The use of dialogues in logic goes back at least to Lorenzen's 1958 paper "Logik und Agon", and has its roots in much older traditions, going back to the pre-Socratics. Our project aims to (1) describe the foundational value of Lorenzen's dialogical logic, and (2) embed it into a modern scientific context taking into account its historical roots.

(1) The foundational investigations consist in (i) discussing and clarifying technical points of dialogue semantics, and (ii) evaluating its philosophical background claims as well as its potential to lay the foundations for logical reasoning in mathematics, computer science and linguistics. These foundational investigations are the heart of the project and will be carried out in the form of two Master Projects, which are not assigned to a particular site, but are central projects which all three principal investigators are jointly committed to.

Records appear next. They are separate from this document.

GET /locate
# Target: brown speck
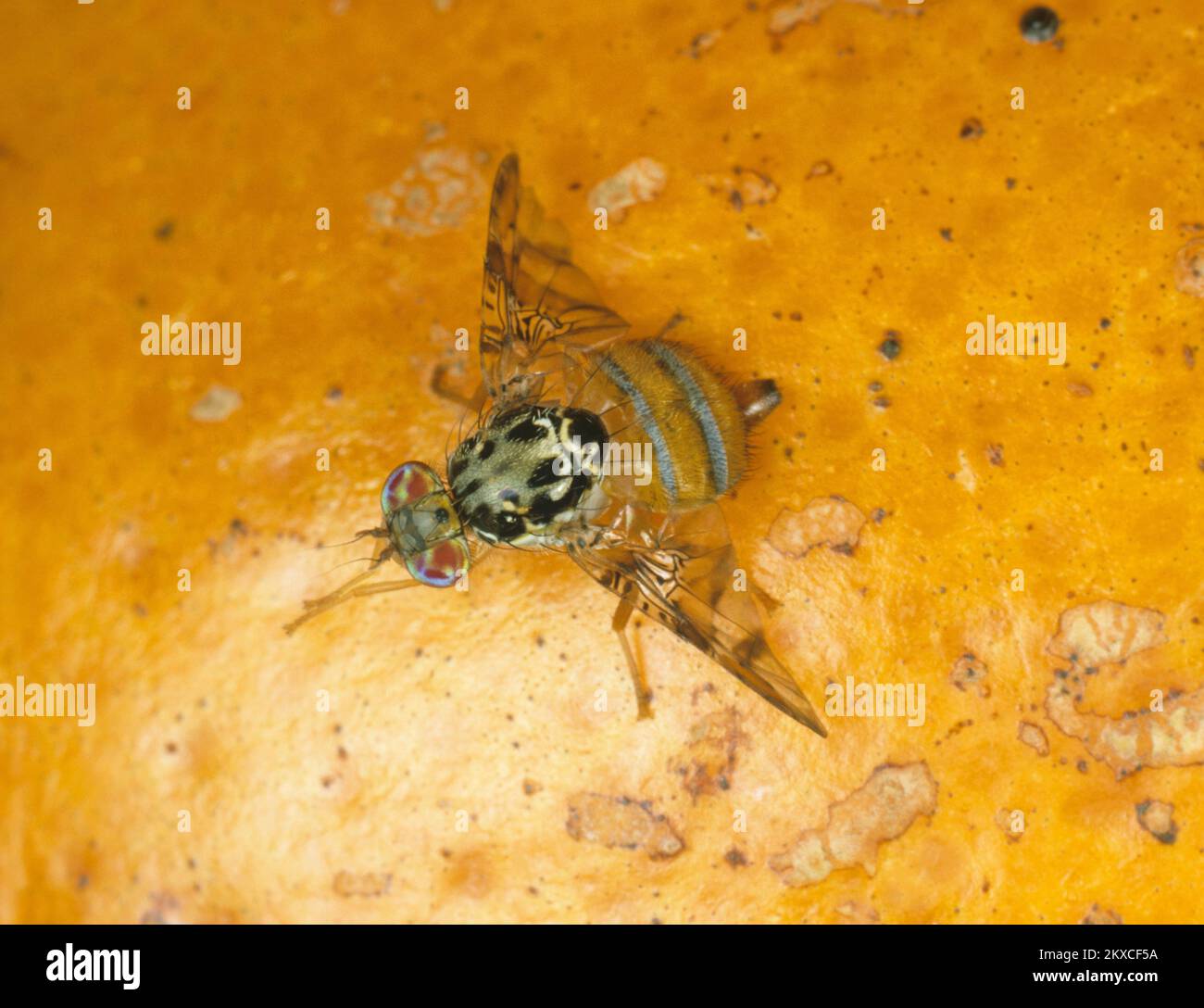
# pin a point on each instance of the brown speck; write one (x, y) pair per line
(972, 129)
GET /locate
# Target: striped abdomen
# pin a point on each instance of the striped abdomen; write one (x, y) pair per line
(694, 420)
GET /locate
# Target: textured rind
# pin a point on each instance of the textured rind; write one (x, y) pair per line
(461, 725)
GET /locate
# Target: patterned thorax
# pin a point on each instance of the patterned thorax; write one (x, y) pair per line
(525, 474)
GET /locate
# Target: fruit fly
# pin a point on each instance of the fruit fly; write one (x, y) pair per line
(564, 393)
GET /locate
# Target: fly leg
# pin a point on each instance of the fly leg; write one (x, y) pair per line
(440, 386)
(352, 589)
(643, 694)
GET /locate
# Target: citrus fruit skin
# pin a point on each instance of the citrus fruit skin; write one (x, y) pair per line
(454, 756)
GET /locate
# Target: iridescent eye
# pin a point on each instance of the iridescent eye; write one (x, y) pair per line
(442, 565)
(408, 485)
(422, 525)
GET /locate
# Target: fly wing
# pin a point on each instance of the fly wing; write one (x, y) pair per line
(536, 306)
(682, 570)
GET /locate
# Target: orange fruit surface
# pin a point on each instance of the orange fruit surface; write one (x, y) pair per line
(1022, 539)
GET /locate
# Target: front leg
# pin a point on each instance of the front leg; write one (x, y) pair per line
(643, 694)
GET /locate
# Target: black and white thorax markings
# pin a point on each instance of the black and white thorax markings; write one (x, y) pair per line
(528, 473)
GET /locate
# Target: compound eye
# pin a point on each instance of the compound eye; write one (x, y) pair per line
(408, 485)
(442, 565)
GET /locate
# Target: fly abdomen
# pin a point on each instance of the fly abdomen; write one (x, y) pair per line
(694, 422)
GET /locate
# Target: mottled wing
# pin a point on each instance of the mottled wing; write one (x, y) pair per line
(536, 306)
(684, 574)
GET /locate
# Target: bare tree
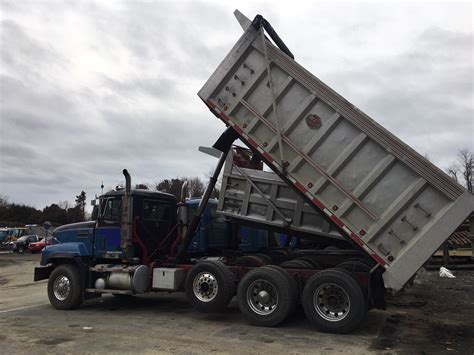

(2) The embedding into a modern context and the historical roots are subjects of several collaborative projects between two sites each, as well as of individual local projects. They investigate the role of negation and of definitional reasoning as paradigms for reasoning in general, the use of dialogues in informal and semi-formal mathematical proofs, the use of zero-knowledge proofs and extended logic programs in computer science, and of dialogical versions of the propositions-as-types approach within linguistics. Concerning the historical roots we concentrate, besides studying the modern history of dialogical logic, on medieval theories of obligationes.